Don't knock the guy for brand hopping either. Think Marty Friedman, Jason Becker, Frank Gambale, Allan Holdsworth, Ty Tabor, Mick Thompson, Greg Tribett, John Petrucci, etc, etc, etc.

Brand names never influence my decision to purchase a guitar. I have 4 guitars from 4 different brands, 5 if you count the Michael Dolan custom neck on my S7420. The individual guitar has to appeal to me. That being said, every Dean I've played, even the cheapo imports, has been quite nice. Also, Dean made a signature model for Michael Schenker and I think that was beyond cool of them. It is high time that a company recognized him as the great guitarist he is. The commemorative Schenker brothers guitar is nice too, at least to look at as a collector piece. Dean seems to be about the guitarist not just about the $$$ they hope squeeze out of them. Being loyal to a brand that could care less about you as a person is just plain stupid. Case in point: Ibanez.

Also, to say that building an 8-string production model guitar is a bad business move is just plain false. Just because it has not been done yet does not mean that it will not work. I'm sure someone said the same thing when Ibanez was talking about making sevens. I, for one, have complete faith in the good reverend Waylon Ford to see to it that the Halo 8 string comes to life. When it does, I will be getting my hands on one as soon as I can. I fully intend on doing my part, whatever that may mean, to promote 8-string awareness to the huddled masses. There is a thread for this line of discussion....


----------



## Metal Ken (Jul 24, 2006)

http://www.youtube.com/watch?v=8HpEoqcQ6JU&NR


----------



## Samer (Jul 24, 2006)

Man, the more i see that guitar the more i want one, i dont think its ugly at all. I dont see where you guys are coming from? 

Its look very cool!


----------



## Naren (Jul 24, 2006)

Metal Ken said:


> http://www.youtube.com/watch?v=8HpEoqcQ6JU&NR



That guitar sounded pretty awesome in that clip. I might be focusing a lot on Rusty's playing itself, but I thought the guitar tone was cool too.


----------



## noodles (Jul 24, 2006)

That guitar looks much better in the video. You don't notice the lower horn as much when you're not looking at it straight on. Seeing how Rusty holds the neck with his left hand tells me everything I need to know about the shape of that horn and cutaway.


----------



## bostjan (Jul 24, 2006)

Hmm, is it just me, or does the strap seem to banlance the neck a little further away than most of what you see? I hope they make him an eight sometime soon.


----------



## noodles (Jul 24, 2006)

^I think it has to do with the horns relative to the neck. The deeper cutaways seem to move everything further towards the bridge, which means the fretboard is going to be shifted towards the left side of your body (closer to where a V hangs).


----------



## David (Jul 24, 2006)

that clip was sweet.


----------



## Mastodon (Jul 24, 2006)

Hey wait, didn't someone already post that clip a couple pages ago?


----------



## David (Jul 24, 2006)

Mastodon said:


> Hey wait, didn't someone already post that clip a couple pages ago?


if they did, I missed it.


----------



## Metal Ken (Jul 24, 2006)

Same here. i didnt see it either, thats why i posted it lol


----------



## Roundhouse_Kick (Jul 25, 2006)

We can't let this monster thread die now! 

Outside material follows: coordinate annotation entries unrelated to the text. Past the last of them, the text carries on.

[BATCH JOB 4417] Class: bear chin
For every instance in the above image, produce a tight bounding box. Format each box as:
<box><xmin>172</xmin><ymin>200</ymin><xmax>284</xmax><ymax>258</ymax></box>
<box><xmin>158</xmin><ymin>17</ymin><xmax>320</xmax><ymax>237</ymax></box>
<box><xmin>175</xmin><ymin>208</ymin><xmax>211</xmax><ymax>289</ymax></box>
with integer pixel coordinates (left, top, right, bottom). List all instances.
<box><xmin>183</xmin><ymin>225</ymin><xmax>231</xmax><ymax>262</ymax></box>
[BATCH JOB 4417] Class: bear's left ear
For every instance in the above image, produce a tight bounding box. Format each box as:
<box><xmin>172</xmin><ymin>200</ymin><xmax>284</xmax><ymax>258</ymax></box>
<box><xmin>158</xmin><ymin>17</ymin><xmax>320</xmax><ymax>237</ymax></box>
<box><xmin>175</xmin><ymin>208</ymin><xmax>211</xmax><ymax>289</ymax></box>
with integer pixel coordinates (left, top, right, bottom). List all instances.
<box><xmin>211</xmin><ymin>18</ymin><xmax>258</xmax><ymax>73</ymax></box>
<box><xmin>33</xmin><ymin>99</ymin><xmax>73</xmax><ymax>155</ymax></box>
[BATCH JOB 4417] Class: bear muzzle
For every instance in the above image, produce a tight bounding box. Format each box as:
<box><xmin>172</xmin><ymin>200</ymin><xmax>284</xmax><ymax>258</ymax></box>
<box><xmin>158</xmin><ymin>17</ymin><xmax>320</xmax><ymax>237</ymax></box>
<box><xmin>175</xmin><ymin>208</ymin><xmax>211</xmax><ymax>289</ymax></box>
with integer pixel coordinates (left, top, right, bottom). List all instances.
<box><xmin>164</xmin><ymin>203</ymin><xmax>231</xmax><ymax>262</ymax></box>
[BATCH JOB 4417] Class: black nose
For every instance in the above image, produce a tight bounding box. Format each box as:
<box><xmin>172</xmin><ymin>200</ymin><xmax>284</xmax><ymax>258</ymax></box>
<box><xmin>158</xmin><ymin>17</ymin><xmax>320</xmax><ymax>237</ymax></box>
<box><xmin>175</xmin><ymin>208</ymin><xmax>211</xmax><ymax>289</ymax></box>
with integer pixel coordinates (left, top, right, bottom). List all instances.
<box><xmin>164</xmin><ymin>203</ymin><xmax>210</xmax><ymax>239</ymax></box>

Have to say I've been won over by that video, the guitar looked great! And you can see when he does those crazy high legato things why he needs such a big cutaway/small horn.

And who were those idiots saying it looked crap!?!?.......................oh wait


----------



## distressed_romeo (Jul 25, 2006)

Got to remember that guitar's a prototype...judging by his previous axes, I expect he'll go for a much sexier finish on the finished ones. The colour was the only thing that spoilt that guitar for me.


----------



## Drew (Jul 25, 2006)

noodles said:


> That always had an Ibby trem. He supplied Jackson with it when he ordered the guitar. I'm not sure of the time frame, but the OFR-7 might not have been available at the time it was built. I seem to recall Mike telling me that is why his Soloist has a fixed bridge: he won't settle for anything less than an OFR-7.

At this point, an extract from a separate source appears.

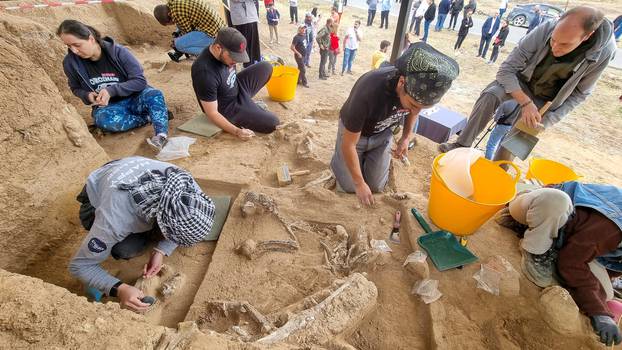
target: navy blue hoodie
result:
[63,37,148,105]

Nah, it got swapped within a few months of him getting the guitar, but for one reason or another it wasn't originally spec'd with an Ibanez trem: 






That's definitely not an Edge. I remember being shocked when I first saw the pictures of his new Jackson that he'd go to something other than a Lo-Pro after using them for so long.

I'd let it slide, but at the time I was a total Ibanez fanboy and was dumbfounded when I saw the non-Edge, and then relieved when he replaced it.


----------



## Pablo (Jul 25, 2006)

Well, I won't be buying the RC signature seing as I don't like EMGs and prefer _not_ to have floyds on my guitars, *BUT* IMHO that thing is NOT ugly! To me it looks pretty much like a standard super Strat with extra upper fret access. Nothing offensive as I see it - if anything, they didn't go _far enough_ with the thing... I mean Rusty is extreme, his Sig guit-fiddle should reflect that! 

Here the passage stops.